Department of Biochemistry and Molecular Biology, Nihon University School of Dentistry at Matsudo, 2-870-1, Sakaecho-Nishi, Matsudo, Chiba 271-8587, Japan.
Bone. 2011 Apr 1;48(4):864-77. doi: 10.1016/j.bone.2010.11.019. Epub 2010 Dec 4.
Beta-tricalcium phosphate (β-TCP) is widely used in clinical orthopedic surgery due to its high biodegradability, osteoconductivity, easy manipulation and lack of histotoxicity. However, little is known about the molecular mechanisms responsible for the beneficial effects of β-TCP in bone formation. In this study, β-TCP was implanted in dog mandibles, after which the gene expression profiles and signaling pathways were monitored using microarray and Ingenuity Pathways Analysis (IPA). Following the extraction of premolars and subsequent bone healing, β-TCP was implanted into the artificial osseous defect. Histological evaluation (H-E staining) was carried out 4, 7 and 14 days after implantation. In addition, total RNA was isolated from bone tissues and gene expression profiles were examined using microarray analysis coupled with Ingenuity Pathways Analysis (IPA). Finally, real-time PCR was used to confirm mRNA levels.
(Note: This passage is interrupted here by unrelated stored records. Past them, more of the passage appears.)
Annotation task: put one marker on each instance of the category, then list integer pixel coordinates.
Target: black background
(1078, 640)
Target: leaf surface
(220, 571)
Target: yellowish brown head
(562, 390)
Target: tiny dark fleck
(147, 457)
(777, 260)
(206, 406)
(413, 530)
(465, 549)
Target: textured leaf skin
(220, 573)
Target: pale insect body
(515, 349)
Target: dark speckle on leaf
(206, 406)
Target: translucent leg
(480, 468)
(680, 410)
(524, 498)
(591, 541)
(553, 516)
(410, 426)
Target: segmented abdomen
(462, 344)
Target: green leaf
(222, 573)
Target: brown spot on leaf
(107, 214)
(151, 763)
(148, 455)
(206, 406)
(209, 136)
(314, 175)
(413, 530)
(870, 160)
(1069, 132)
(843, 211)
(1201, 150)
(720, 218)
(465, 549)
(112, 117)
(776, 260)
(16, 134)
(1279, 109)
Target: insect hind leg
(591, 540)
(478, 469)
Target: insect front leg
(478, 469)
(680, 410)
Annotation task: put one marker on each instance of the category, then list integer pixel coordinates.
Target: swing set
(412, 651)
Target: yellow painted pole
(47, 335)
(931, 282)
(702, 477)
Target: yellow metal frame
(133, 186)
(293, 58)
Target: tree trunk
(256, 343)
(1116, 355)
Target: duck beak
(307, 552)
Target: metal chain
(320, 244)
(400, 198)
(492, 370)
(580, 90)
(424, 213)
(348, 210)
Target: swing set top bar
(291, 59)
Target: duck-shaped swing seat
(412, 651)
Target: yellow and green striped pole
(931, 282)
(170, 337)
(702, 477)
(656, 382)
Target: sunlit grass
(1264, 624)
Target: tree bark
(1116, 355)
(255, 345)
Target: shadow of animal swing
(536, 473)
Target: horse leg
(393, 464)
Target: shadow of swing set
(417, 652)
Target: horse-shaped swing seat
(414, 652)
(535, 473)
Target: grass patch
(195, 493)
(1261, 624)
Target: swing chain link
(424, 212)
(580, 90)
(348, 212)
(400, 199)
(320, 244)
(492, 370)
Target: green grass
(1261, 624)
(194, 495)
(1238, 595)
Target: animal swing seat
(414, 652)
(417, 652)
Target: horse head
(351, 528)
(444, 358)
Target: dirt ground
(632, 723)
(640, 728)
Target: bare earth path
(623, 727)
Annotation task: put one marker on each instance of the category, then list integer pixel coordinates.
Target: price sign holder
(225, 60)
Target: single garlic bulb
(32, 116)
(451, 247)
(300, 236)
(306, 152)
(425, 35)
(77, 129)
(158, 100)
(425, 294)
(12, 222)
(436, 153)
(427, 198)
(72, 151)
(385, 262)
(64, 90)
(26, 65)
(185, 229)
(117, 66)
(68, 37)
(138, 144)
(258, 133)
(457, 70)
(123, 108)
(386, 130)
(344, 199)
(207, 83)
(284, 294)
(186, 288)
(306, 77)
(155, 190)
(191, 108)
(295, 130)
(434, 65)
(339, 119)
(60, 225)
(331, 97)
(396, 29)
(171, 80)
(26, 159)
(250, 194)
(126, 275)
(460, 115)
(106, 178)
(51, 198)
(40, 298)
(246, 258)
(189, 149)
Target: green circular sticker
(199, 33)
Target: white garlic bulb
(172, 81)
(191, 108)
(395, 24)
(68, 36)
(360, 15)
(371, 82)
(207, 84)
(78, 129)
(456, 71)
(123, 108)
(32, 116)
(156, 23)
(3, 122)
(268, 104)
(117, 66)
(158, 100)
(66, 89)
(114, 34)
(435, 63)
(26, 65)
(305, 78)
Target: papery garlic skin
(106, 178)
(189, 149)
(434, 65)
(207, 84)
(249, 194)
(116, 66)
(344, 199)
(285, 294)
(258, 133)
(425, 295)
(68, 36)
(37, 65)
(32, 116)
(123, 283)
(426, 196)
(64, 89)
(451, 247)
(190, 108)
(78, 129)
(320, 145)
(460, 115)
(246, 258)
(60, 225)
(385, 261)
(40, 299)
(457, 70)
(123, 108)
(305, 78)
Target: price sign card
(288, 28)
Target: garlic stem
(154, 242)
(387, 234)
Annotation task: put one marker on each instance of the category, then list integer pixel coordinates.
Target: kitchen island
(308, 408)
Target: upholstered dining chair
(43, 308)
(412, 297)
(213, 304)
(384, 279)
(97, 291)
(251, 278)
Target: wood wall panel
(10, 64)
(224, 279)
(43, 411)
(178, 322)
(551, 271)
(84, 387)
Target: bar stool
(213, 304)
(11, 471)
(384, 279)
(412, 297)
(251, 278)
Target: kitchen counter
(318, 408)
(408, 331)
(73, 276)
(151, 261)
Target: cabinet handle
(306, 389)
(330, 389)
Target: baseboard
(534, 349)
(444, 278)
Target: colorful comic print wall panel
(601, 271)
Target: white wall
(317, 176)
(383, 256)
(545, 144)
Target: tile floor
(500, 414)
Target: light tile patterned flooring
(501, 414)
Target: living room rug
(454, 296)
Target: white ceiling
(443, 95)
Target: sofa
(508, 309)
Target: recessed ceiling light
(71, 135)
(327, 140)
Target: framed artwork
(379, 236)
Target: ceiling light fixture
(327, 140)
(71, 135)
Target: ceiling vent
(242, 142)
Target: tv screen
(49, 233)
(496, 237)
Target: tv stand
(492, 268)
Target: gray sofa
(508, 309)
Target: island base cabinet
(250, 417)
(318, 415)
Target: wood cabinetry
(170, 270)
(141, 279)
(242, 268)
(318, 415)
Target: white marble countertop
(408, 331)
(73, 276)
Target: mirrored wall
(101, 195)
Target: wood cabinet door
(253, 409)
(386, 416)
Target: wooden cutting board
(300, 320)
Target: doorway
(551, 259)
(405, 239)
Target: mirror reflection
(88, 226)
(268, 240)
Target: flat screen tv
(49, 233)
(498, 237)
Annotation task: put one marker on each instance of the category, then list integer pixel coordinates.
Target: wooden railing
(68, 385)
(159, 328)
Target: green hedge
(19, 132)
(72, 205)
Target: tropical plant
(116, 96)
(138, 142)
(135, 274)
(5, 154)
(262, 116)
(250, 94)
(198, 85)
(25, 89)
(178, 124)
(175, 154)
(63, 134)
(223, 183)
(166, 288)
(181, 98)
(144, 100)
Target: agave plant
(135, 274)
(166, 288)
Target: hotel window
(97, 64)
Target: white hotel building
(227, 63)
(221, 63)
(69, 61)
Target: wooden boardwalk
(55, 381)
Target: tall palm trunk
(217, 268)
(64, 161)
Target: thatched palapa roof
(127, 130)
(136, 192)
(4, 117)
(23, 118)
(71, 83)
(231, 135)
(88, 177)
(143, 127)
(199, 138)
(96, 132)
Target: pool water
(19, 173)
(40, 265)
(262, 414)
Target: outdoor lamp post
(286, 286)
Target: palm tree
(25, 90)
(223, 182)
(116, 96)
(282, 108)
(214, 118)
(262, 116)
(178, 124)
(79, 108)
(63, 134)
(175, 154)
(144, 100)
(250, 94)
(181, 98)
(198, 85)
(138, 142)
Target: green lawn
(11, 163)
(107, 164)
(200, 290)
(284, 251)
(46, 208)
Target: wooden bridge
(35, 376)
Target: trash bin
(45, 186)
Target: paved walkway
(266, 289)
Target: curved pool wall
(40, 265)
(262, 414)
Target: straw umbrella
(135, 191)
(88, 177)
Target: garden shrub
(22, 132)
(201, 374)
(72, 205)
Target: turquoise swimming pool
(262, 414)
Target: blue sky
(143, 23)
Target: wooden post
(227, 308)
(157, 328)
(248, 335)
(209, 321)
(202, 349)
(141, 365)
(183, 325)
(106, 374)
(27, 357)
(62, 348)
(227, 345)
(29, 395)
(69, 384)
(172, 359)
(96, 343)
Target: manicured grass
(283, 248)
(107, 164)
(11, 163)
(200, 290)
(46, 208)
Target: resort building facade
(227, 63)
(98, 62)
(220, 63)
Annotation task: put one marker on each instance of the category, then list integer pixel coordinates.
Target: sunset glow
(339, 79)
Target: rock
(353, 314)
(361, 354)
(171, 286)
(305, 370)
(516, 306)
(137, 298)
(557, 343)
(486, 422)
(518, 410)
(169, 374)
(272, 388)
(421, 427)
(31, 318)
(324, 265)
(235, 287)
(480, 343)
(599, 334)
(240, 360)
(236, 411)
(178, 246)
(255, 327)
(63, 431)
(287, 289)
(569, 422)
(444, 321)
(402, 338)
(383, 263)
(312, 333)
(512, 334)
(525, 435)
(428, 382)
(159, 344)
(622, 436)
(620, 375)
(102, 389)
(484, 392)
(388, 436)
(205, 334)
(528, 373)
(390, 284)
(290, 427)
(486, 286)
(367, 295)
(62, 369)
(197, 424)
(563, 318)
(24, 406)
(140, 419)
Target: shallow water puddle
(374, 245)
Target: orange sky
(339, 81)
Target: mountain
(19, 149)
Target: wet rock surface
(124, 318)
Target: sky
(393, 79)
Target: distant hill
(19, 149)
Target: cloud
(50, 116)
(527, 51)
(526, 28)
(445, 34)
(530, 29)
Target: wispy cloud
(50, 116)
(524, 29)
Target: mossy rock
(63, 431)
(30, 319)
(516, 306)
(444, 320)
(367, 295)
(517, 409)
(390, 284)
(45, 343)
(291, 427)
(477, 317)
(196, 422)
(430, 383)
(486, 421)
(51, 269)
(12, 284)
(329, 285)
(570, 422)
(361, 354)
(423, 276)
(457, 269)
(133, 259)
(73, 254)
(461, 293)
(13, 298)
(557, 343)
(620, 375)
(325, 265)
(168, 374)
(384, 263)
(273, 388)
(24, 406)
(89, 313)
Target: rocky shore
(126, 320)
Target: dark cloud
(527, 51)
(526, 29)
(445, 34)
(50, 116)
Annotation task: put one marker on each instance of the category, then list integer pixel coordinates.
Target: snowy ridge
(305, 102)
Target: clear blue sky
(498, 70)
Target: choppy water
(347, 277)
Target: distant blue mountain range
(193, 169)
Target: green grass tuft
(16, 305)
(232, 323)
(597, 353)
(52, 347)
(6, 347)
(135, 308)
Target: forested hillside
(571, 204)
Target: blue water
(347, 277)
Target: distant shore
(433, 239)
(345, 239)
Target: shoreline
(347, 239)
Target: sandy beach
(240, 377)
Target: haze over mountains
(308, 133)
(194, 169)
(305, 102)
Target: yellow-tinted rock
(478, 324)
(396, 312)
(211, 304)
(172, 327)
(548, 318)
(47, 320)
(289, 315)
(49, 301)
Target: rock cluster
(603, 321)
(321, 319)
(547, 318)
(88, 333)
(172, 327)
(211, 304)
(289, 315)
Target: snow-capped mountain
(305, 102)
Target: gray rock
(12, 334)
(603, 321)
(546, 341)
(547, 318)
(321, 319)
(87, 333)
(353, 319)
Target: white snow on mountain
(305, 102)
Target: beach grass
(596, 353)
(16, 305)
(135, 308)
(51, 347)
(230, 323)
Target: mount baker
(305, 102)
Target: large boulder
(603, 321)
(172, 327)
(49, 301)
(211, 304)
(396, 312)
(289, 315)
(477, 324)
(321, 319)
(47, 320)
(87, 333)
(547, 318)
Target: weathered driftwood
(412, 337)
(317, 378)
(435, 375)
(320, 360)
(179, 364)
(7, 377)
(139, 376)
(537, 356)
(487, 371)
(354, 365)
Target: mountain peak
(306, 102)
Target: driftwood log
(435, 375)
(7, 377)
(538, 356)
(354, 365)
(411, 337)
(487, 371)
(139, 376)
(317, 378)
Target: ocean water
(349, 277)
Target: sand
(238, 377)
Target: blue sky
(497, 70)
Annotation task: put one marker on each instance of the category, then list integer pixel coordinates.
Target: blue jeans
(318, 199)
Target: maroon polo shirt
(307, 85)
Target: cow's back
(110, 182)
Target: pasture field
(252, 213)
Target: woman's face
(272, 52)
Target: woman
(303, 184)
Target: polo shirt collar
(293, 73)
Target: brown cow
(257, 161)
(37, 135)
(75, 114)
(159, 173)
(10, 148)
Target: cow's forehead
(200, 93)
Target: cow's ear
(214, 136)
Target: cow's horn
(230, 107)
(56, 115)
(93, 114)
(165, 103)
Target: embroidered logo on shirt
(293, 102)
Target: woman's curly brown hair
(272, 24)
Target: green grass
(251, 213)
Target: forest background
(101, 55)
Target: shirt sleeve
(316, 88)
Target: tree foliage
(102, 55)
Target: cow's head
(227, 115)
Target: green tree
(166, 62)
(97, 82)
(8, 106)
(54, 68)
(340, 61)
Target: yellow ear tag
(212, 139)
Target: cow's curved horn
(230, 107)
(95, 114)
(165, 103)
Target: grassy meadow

It was found that β-TCP implantation led to a two-fold change in 3409 genes on day 4, 3956 genes on day 7, and 6899 genes on day 14. Among them, the expression of collagen type I α1 (COL1A1), alkaline phosphatase (ALP) and transforming growth factor (TGF)-β2 was increased on day 4, the expression of receptor activator of NF-kappaB ligand (RANKL) and interferon-γ (IFN-γ) was decreased on day 7, and the expression of osteoprotegerin (OPG) was decreased on day 14, affecting the bone morphogenetic protein (BMP), Wnt/β-catenin and nuclear factor-kappaB (NF-κB) signaling pathways in osteoblasts and osteoclasts. Simultaneously, vascular cell adhension molecule (VCAM)-1 expression was increased on day 4 and stromal cell-derived factor (SDF)-1 expression was increased on days 4 and 14. Taken together, these findings shed light on some of the cellular events associated with bone formation, bioresorption, regeneration and healing of β-TCP following its implantation. The results suggest that β-TCP enhances bone healing processes and stimulates the coordinated actions of osteoblasts and osteoclasts, leading to bone regeneration.
β-磷酸三钙(β-TCP)由于其高生物降解性、骨传导性、易于操作和缺乏组织毒性而广泛应用于临床骨科手术。然而,对于β-TCP 在骨形成中有益作用的分子机制知之甚少。在这项研究中,将β-TCP 植入狗下颌骨,然后使用微阵列和 IPA(Ingenuity Pathways Analysis)监测基因表达谱和信号通路。在提取前磨牙并随后进行骨愈合后,将β-TCP 植入人工骨缺损中。植入后 4、7 和 14 天进行组织学评估(H-E 染色)。此外,从骨组织中提取总 RNA,并使用微阵列分析结合 IPA(Ingenuity Pathways Analysis)检查基因表达谱。最后,使用实时 PCR 确认 mRNA 水平。结果发现,β-TCP 植入后第 4 天有 3409 个基因的表达发生了两倍的变化,第 7 天有 3956 个基因,第 14 天有 6899 个基因。其中,Ⅰ型胶原α1(COL1A1)、碱性磷酸酶(ALP)和转化生长因子-β2(TGF-β2)的表达在第 4 天增加,核因子κB 受体激活剂配体(RANKL)和干扰素-γ(IFN-γ)的表达在第 7 天减少,骨保护素(OPG)的表达在第 14 天减少,影响成骨细胞和破骨细胞中的骨形态发生蛋白(BMP)、Wnt/β-catenin 和核因子-κB(NF-κB)信号通路。同时,第 4 天血管细胞黏附分子(VCAM)-1 的表达增加,第 4 天和第 14 天基质细胞衍生因子(SDF)-1 的表达增加。综上所述,这些发现揭示了一些与骨形成、生物吸收、β-TCP 植入后的再生和愈合相关的细胞事件。结果表明,β-TCP 增强了骨愈合过程,并刺激了成骨细胞和破骨细胞的协调作用,从而促进了骨再生。